Type 2 Diabetes

XBiotech has concluded a Phase II pilot study to test MABp1 in patients with Type 2 diabetes. The study was headed by world-leading diabetes expert Dr. Marc Donath, Head of Endocrinology, Diabetes and Metabolism at University Hospital of Basel, Switzerland. Remarkable findings in this study have provided the basis to advance clinical programs in Type 2 diabetes.

Type 2 diabetes is one of the fastest growing and most significant disease burdens among industrialized societies. New treatment options are needed to prevent progression of disease and loss of pancreatic function in type 2 diabetic patients.

In type 2 diabetes, systemic inflammation, including infiltration of inflammatory cells into white adipose tissue and the pancreas, likely plays a role in the development of insulin resistance and loss of insulin production, respectively. Chronic (sterile) inflammation present in the adipose tissue is thought to reduce sensitivity of these fat storage cells to insulin. Insulin responsiveness in adipose tissue is however necessary to trigger adipose cells to take up sugar from the blood. When inflammation makes them insensitive to insulin, they can no longer efficiently take up sugar, and thus the control of blood sugar levels can be difficult.

The pancreas is able to compensate for reduced insulin sensitivity by increasing output of insulin. Eventually, however, the pancreas may be unable to keep up with insulin demand. The increased load on the pancreas results in stress of the pancreas and an inflammatory process can ensue in the pancreas itself. This inflammation may contribute to loss of function in the pancreas, exacerbating the disease process. Eventually, inflammatory processes in the pancreas can lead to a collapse of insulin production and insulin dependence.

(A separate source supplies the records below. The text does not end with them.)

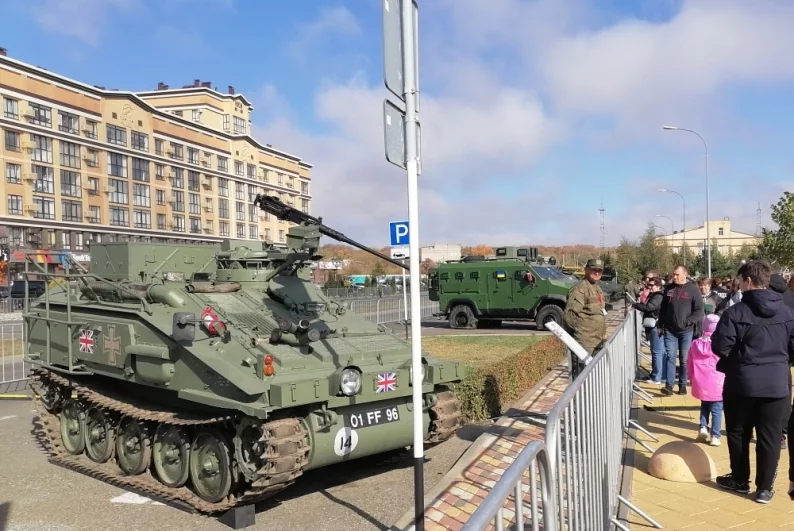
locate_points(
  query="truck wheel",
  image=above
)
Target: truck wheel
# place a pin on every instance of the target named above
(461, 316)
(550, 312)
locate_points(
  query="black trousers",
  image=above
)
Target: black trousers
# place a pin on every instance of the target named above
(766, 415)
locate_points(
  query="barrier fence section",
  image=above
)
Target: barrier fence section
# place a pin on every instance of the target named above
(377, 311)
(584, 445)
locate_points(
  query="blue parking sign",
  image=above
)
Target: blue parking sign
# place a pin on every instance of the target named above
(398, 233)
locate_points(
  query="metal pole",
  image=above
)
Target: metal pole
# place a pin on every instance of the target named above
(412, 166)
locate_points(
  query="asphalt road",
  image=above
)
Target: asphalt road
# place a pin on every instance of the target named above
(361, 495)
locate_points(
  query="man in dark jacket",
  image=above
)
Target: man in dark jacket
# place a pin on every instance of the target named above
(755, 343)
(680, 314)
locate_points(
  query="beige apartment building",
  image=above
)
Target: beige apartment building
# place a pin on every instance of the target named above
(85, 164)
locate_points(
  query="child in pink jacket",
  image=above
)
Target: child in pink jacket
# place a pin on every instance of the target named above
(707, 382)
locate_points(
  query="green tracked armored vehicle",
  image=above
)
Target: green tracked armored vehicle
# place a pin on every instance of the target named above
(214, 376)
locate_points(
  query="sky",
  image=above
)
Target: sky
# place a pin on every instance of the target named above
(534, 114)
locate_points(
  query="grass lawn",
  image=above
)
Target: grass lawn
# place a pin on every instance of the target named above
(478, 350)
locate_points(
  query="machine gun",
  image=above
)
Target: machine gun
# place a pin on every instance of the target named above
(273, 205)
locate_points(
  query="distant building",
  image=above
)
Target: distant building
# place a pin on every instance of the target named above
(440, 253)
(727, 240)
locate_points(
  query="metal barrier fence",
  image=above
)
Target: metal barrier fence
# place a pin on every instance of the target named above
(378, 311)
(584, 441)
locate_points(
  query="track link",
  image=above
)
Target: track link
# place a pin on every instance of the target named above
(285, 443)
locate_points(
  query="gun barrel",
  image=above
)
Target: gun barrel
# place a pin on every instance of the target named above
(273, 205)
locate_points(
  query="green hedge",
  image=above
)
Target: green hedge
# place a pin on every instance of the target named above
(487, 392)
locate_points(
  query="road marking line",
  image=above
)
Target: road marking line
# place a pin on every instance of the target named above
(133, 498)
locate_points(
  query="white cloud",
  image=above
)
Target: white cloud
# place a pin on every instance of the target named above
(83, 20)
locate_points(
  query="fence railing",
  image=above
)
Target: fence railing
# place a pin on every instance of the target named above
(378, 311)
(584, 441)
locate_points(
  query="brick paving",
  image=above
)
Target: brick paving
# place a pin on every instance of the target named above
(453, 506)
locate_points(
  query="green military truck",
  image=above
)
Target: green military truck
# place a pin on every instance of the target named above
(479, 292)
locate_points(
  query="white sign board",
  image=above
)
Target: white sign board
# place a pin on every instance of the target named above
(400, 253)
(570, 342)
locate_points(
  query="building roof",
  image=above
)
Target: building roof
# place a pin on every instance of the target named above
(137, 99)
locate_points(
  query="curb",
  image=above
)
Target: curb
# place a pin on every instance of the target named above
(406, 522)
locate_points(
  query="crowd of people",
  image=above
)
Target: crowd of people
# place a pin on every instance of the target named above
(733, 339)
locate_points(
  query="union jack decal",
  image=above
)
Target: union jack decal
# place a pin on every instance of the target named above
(87, 341)
(386, 382)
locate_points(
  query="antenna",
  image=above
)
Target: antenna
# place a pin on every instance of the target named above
(602, 226)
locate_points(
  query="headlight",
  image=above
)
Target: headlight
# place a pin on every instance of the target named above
(350, 383)
(411, 374)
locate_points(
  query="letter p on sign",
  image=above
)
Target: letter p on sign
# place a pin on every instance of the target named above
(398, 233)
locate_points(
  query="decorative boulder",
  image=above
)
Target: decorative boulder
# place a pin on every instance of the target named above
(682, 462)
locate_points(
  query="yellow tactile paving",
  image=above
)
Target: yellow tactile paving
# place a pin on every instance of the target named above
(698, 506)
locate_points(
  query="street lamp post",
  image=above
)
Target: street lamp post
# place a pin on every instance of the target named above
(683, 221)
(708, 231)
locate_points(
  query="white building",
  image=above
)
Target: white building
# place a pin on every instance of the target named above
(728, 240)
(440, 253)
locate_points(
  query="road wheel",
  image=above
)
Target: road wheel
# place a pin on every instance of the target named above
(548, 313)
(461, 316)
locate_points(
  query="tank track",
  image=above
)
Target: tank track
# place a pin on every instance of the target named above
(285, 456)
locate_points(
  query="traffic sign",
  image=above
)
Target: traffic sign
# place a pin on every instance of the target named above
(398, 233)
(400, 253)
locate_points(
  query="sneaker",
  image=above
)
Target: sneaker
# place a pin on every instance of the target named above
(764, 496)
(727, 482)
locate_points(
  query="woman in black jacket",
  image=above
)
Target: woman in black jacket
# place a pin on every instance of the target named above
(650, 315)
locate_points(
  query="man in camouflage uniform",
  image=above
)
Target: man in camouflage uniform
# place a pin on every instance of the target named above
(585, 313)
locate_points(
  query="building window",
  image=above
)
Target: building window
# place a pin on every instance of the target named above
(90, 129)
(119, 192)
(70, 154)
(119, 216)
(140, 170)
(40, 114)
(116, 135)
(13, 173)
(93, 186)
(140, 141)
(195, 203)
(70, 184)
(143, 219)
(12, 141)
(176, 174)
(179, 223)
(117, 165)
(140, 195)
(42, 148)
(45, 182)
(68, 122)
(11, 108)
(193, 180)
(178, 199)
(71, 211)
(94, 214)
(45, 208)
(15, 205)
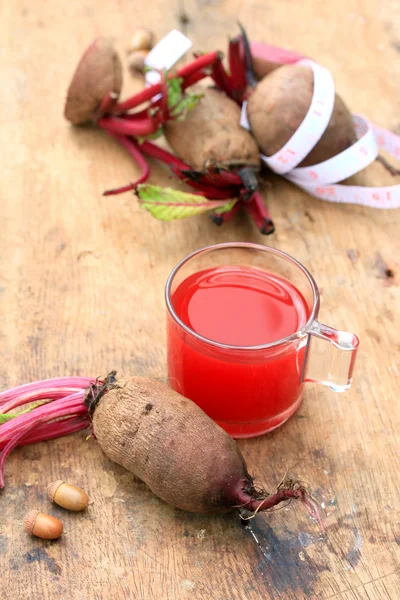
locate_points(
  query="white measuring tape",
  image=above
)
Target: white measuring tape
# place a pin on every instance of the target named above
(318, 180)
(321, 180)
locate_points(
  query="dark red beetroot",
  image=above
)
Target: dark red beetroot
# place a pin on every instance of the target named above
(164, 439)
(215, 166)
(96, 83)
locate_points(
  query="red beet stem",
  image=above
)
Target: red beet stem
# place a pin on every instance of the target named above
(137, 127)
(138, 157)
(237, 65)
(164, 112)
(259, 213)
(222, 178)
(208, 191)
(145, 95)
(163, 155)
(226, 216)
(194, 78)
(221, 77)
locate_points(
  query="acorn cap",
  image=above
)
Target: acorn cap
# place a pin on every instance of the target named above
(53, 487)
(30, 520)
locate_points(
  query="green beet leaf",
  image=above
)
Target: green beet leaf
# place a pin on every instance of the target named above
(168, 204)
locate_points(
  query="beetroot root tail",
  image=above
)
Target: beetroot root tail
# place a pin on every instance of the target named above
(286, 492)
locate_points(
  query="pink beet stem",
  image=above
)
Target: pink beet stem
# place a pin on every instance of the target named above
(72, 404)
(11, 444)
(74, 382)
(137, 128)
(48, 394)
(147, 94)
(237, 65)
(221, 77)
(53, 429)
(134, 151)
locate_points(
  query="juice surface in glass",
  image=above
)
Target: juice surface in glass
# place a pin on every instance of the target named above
(247, 390)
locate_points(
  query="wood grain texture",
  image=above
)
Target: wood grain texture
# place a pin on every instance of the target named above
(81, 292)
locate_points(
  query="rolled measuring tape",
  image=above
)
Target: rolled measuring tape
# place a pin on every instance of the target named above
(321, 180)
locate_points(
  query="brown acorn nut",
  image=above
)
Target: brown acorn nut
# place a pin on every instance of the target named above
(142, 39)
(41, 525)
(68, 496)
(136, 63)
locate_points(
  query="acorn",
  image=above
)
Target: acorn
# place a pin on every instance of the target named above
(68, 496)
(142, 39)
(43, 526)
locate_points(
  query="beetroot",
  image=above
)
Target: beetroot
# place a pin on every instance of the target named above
(210, 135)
(278, 105)
(96, 83)
(164, 439)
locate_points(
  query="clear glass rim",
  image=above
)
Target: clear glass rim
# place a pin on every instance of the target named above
(291, 338)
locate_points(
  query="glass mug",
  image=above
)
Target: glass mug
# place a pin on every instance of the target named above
(250, 390)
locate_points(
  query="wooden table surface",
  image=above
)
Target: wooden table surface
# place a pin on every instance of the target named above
(81, 292)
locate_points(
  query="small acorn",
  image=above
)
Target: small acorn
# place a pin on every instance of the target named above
(136, 62)
(41, 525)
(142, 39)
(68, 496)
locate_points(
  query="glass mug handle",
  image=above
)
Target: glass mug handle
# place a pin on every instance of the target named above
(330, 357)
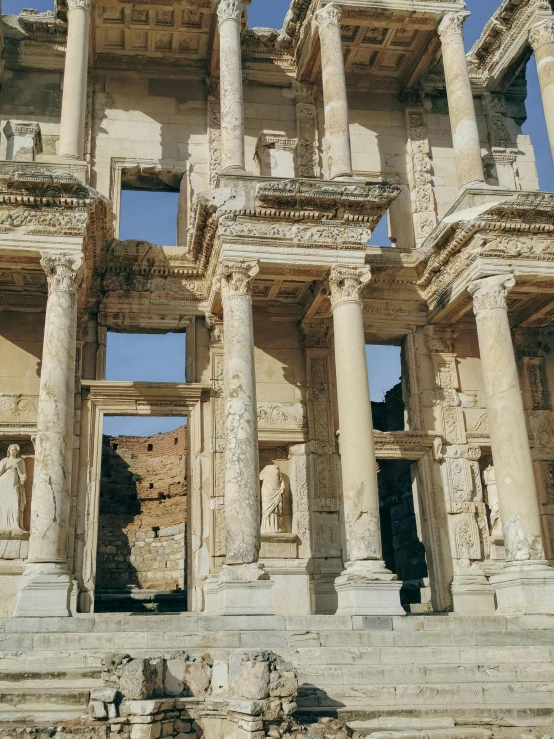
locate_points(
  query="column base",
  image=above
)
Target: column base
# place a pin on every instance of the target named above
(367, 588)
(525, 588)
(473, 596)
(46, 590)
(239, 590)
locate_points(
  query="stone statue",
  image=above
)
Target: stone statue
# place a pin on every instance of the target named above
(12, 490)
(273, 491)
(489, 477)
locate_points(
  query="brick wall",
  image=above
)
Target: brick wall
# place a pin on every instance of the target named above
(143, 510)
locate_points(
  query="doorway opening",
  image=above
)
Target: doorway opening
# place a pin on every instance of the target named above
(403, 551)
(141, 551)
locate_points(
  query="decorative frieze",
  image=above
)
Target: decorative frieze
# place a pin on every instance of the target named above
(424, 207)
(346, 283)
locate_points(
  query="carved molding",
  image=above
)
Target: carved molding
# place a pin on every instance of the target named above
(228, 10)
(452, 23)
(440, 339)
(286, 416)
(63, 272)
(491, 292)
(81, 4)
(541, 34)
(329, 15)
(346, 283)
(234, 279)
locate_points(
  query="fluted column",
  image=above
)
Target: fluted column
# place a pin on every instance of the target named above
(366, 586)
(46, 581)
(541, 38)
(463, 121)
(527, 583)
(242, 587)
(74, 99)
(242, 487)
(337, 132)
(229, 13)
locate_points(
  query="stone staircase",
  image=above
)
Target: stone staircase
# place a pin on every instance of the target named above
(382, 671)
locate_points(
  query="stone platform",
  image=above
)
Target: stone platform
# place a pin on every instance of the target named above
(470, 670)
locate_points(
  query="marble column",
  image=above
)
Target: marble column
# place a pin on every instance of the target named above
(242, 586)
(463, 121)
(74, 100)
(526, 584)
(229, 13)
(337, 132)
(46, 582)
(365, 587)
(541, 38)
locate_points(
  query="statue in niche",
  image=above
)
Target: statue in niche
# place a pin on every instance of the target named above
(12, 490)
(273, 493)
(489, 478)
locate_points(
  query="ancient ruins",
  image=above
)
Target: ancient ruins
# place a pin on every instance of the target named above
(335, 566)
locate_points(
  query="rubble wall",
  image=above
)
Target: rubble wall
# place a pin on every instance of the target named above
(143, 509)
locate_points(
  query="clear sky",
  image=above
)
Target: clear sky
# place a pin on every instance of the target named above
(140, 221)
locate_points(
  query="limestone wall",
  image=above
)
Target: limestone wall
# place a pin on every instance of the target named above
(143, 510)
(148, 118)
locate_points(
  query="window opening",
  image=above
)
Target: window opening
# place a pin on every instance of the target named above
(146, 357)
(149, 216)
(131, 573)
(384, 376)
(380, 236)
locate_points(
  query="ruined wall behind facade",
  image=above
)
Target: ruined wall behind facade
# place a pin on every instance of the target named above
(143, 510)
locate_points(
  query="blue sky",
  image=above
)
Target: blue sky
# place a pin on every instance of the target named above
(163, 362)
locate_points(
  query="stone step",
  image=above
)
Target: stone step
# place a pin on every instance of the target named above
(452, 732)
(527, 695)
(191, 623)
(397, 718)
(43, 698)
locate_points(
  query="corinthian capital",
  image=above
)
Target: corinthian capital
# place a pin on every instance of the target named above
(234, 279)
(346, 283)
(63, 272)
(228, 10)
(328, 15)
(542, 33)
(82, 4)
(452, 23)
(491, 292)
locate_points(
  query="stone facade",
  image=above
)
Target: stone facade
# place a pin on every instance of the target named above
(287, 149)
(141, 533)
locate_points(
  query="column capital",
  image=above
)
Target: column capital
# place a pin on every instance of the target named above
(452, 23)
(542, 33)
(234, 278)
(440, 339)
(346, 283)
(328, 15)
(82, 4)
(228, 10)
(490, 292)
(214, 324)
(63, 272)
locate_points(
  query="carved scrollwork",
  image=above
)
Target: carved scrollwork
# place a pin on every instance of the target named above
(328, 15)
(234, 278)
(491, 292)
(82, 4)
(63, 272)
(229, 10)
(542, 33)
(346, 283)
(452, 23)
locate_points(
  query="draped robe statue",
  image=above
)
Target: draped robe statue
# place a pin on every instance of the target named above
(12, 490)
(273, 491)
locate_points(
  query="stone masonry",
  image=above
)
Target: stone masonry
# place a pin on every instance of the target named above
(143, 511)
(396, 557)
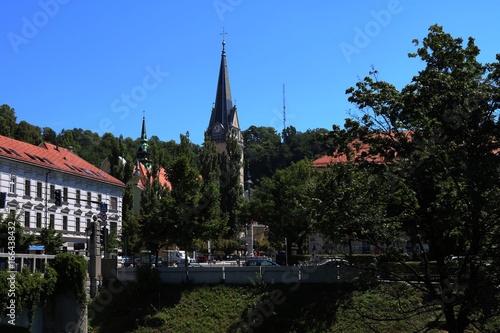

Numerous drugs have been approved to treat type 2 diabetes. None, however, address the underlying disease process. Linagliptin for example, inhibits an enzyme that in turn regulates levels of two hormones (GLP-1 & GIP) involved in stimulating the pancreas to produce insulin. Linagliptin's action to increase GLP-1 and GIP activity is indeed effective at hyperstimulating the pancreas to produce insulin. However, by working the pancreas harder, further stress is put on an already stressed pancreas. The occurrence of pancreatitis (acute inflammation of the pancreas) in patients treated with these agents is evidence of this problem.

The mechanism of action of XBiotech's antibody therapy - to reduce inflammation that compromises pancreas function and glycemic control - could enhance glycemic control by improving the overall status of the systemic inflammatory condition present in type 2 diabetics. This represents a breakthrough in management of the disease.